Domik
Leaving CJ was the hardest thing that Domik had ever done. He knew it was necessary, but still. It hurt.
And he had a score to settle. Stepping out of the medical tent, he watched as troops, both human and Taurean, ran every which way. A truck bowled past, horn blaring as it tried to get through a throng of people.
Domik turned on the spot. The medical tent was toward one side of a small tent city that had been erected near the destroyed Space Force headquarters building.
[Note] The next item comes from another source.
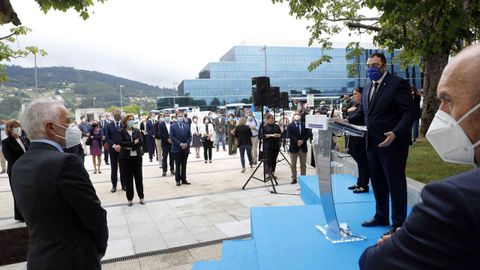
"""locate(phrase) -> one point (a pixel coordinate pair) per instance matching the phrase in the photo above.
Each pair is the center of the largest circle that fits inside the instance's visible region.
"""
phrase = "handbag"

In the distance, the smoking remains of the hospital he remembered from his last visit could be seen.
That explains the field hospital.
Domik snagged the arm of a passing Taurean. “Tell me, where is field command?” The man pointed toward a nondescript tent with a solitary human marine standing guard and, with a nod of thanks, Domik headed toward it.
He didn’t pause as he entered, just pushed past the guard, who stepped back at Domik’s sheer size and the growl that split the air, and opened the flap. He stepped into a room filled with a large table, overhead fluorescent lights throwing a bright white light in the darkened interior.
Three familiar faces looked up as Domik entered, and he smiled. “Zac. Brother. T’arq,” he said in greeting as the three Taureans moved to greet him, clasping forearms in the traditional warriors’ greeting.
“Let’s get you some armor,” T’arq said, moving toward a trunk and tossing Domik some dark gray Taurean uniform pants and shirt.
He stripped right there, pulling off his boots and the sweatpants he still wore, which were now beyond filthy and now an unrecognizable shade of brown. He paid no attention to the other occupants in the tent, only looking up when he was fully dressed in Taurean armor once more. When he approached the table where the three warriors were scanning various maps, they looked up.
“I’m glad to see you are alive,” Domik said, nodding at all three.
“Pretty hard to kill, we are.” T’arq laughed.
Zac nodded, a grim set to his jaw. “Oren tells us you saw a Xakul ship.”
Domik nodded, turning to his brother. “Did Clodagh tell you that?”
“Yes, she also said the resistance seemed to expect them.”
Domik scrubbed a hand over his face. “I’ve been thinking about that. They were expecting a ship, that much was obvious. And the ship sounded like a Xakul ship. But when it flew over, it didn’t quite look like any Xakul ship I’d ever seen.”
The three Taureans glanced worriedly at each other.
“And we never saw a Xakul soldier.”
Oren lifted an eyebrow, and the two brothers spoke in unison. “The Taurean Purists.”
A collective gasp was heard as those around the table realized the implications of this.
“What would they want with us?”
Domik turned to see General Russell step forward, his head bandaged and his arm in a sling. One side of his face was swollen and bruised, and blood marred his torn uniform.
“It’s not what they want with you. It’s what they were hoping the resistance will do.”
“And that is?”
“To start a fight between humans and Taureans, so the Xakul will have less resistance to take Earth.”
The general sat heavily in a chair, staring sightlessly. “So we get wiped out.”
Domik nodded. “Yes.”
He laughed; the sound crazed. “Too bad for them. We aren’t easy to kill, either.”
You haven’t seen Xakul soldiers in battle.
But Domik kept his mouth shut and let the general be surrounded by his staff.